Person B associates the house with the family they’ve nurtured and the roots they’ve set down. It provides for them a much-needed sense of continuity and stability in an otherwise tumultuous and uncertain time. For Person B, to sell the house would exact an emotional cost, reducing the overall utility of the transaction.
Thinking about financial tradeoffs through the lens of maximising utility allows us to easily explain many human behaviors that don’t make sense through the lens of finance alone. It can also help explain how two people can have wildly different experiences of similar financial transactions.
Personal Finance is More Personal than Financial
Crises reveal, and COVID is no exception. This elongated period of uncertainty, stress, and isolation has motivated a major re-examination of priorities for many, and macro socio-economic trends suggest that people are giving more weight to the non-financial aspects of their work and home lives than before the pandemic.

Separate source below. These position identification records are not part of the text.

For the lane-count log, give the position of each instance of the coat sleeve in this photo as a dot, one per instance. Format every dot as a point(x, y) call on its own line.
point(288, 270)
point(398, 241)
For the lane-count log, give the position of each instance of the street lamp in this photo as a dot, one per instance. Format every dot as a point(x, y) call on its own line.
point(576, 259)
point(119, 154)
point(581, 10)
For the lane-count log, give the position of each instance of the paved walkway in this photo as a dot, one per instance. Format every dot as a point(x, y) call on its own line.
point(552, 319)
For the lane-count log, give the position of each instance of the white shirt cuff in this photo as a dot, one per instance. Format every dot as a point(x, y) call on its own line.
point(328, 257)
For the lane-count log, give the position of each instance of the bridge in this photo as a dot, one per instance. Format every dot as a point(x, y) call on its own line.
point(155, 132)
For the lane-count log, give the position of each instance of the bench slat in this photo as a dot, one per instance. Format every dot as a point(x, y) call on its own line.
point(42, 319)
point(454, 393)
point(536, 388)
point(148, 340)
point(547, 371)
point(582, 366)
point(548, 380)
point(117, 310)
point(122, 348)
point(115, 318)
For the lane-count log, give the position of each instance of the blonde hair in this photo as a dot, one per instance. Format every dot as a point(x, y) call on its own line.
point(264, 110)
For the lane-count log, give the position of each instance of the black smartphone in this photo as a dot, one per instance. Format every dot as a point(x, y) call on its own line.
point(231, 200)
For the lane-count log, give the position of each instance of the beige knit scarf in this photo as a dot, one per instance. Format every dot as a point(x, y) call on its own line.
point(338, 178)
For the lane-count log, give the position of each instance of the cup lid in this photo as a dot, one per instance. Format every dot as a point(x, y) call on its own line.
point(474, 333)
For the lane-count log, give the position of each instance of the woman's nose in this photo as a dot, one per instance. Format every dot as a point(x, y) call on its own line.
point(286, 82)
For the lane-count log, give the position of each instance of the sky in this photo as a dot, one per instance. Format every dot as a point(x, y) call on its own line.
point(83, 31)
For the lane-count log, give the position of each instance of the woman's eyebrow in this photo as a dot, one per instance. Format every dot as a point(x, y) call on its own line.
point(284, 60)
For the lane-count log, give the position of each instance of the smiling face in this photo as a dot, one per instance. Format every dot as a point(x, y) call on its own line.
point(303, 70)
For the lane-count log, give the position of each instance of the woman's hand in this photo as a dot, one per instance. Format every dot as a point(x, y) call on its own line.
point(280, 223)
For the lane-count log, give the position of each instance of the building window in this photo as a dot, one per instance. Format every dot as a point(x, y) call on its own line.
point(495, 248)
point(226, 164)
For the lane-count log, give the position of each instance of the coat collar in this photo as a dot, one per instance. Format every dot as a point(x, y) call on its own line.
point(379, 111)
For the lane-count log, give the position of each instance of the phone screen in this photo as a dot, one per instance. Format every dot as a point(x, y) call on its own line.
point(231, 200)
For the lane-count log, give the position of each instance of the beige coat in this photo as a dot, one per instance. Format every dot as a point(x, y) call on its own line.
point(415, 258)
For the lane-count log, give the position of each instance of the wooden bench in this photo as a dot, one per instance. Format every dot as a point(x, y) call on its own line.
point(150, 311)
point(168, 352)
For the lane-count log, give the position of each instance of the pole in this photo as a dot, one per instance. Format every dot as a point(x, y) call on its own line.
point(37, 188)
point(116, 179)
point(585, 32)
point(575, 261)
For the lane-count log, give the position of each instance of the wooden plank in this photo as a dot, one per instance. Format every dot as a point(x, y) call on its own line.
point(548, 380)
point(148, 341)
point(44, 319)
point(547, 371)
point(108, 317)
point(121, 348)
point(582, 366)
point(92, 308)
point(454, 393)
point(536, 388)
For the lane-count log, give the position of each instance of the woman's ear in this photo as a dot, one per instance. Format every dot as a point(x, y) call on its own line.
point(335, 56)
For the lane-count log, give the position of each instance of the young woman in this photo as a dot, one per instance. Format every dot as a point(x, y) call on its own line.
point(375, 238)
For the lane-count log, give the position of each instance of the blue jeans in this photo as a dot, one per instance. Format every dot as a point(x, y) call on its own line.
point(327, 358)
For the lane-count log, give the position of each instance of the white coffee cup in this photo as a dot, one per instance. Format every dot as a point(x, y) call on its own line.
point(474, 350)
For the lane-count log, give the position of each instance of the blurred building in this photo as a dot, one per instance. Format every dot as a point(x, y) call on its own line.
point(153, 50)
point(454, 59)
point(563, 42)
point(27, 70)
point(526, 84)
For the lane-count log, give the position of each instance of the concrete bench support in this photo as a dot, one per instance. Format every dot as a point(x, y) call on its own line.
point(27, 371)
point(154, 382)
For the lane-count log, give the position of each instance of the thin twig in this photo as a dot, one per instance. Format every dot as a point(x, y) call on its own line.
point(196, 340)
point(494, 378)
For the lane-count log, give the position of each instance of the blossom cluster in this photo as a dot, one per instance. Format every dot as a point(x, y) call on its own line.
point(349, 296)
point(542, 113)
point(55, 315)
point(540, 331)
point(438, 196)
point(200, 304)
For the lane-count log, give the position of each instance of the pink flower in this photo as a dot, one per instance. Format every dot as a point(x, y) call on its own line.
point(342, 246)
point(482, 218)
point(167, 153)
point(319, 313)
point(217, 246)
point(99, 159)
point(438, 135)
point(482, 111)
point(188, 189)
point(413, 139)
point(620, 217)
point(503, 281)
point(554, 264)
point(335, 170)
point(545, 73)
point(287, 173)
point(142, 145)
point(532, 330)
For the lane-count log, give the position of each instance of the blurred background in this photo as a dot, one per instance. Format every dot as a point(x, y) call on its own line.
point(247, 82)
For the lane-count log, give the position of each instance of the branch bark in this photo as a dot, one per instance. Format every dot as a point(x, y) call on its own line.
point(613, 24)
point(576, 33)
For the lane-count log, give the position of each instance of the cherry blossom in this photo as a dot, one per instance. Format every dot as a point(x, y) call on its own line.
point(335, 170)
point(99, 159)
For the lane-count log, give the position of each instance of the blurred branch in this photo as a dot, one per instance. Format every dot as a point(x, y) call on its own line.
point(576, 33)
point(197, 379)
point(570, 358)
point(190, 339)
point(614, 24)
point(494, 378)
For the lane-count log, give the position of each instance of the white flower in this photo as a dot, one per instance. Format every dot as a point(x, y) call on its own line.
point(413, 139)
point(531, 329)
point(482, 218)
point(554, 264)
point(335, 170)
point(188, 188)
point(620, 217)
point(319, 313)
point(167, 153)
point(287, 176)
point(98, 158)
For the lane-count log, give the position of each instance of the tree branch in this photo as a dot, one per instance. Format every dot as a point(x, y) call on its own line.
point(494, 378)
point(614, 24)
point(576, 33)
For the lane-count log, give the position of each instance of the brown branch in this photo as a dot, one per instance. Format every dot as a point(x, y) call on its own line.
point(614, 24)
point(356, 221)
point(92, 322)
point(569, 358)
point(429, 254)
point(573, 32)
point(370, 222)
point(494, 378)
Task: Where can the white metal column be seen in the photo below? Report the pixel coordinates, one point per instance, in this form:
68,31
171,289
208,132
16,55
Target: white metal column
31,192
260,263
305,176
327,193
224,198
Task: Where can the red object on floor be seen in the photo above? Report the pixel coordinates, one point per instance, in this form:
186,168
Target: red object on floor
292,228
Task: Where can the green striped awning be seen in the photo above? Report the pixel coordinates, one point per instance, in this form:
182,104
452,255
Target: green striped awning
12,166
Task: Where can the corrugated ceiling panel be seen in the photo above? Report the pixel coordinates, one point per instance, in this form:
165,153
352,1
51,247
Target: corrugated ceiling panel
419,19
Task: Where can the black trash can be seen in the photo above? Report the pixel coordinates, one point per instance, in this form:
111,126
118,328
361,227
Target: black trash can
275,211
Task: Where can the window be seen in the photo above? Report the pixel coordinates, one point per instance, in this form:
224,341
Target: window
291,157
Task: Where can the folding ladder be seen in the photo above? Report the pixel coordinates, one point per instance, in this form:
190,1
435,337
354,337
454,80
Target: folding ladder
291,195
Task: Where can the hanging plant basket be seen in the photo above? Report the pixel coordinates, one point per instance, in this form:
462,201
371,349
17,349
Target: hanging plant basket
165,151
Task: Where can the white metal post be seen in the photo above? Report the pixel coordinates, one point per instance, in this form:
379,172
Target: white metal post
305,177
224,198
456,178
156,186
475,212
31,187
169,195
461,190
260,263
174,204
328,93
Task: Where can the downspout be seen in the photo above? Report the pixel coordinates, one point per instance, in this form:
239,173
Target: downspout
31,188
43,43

These trends shine a spotlight on the non-financial aspects of financial tradeoffs, and wise financial professionals will take note. Thinking about financial tradeoffs in terms of maximising utility rather than dollars can help explain why numbers alone are not always convincing to clients.
Advisers who learn to incorporate the emotional and psychological aspects of decisions into their thinking will find that they are more equipped to work side-by-side with clients to craft strategies that maximize quality of life. Helping clients reach the ultimate goal of "funded contentment" is a valuable service indeed.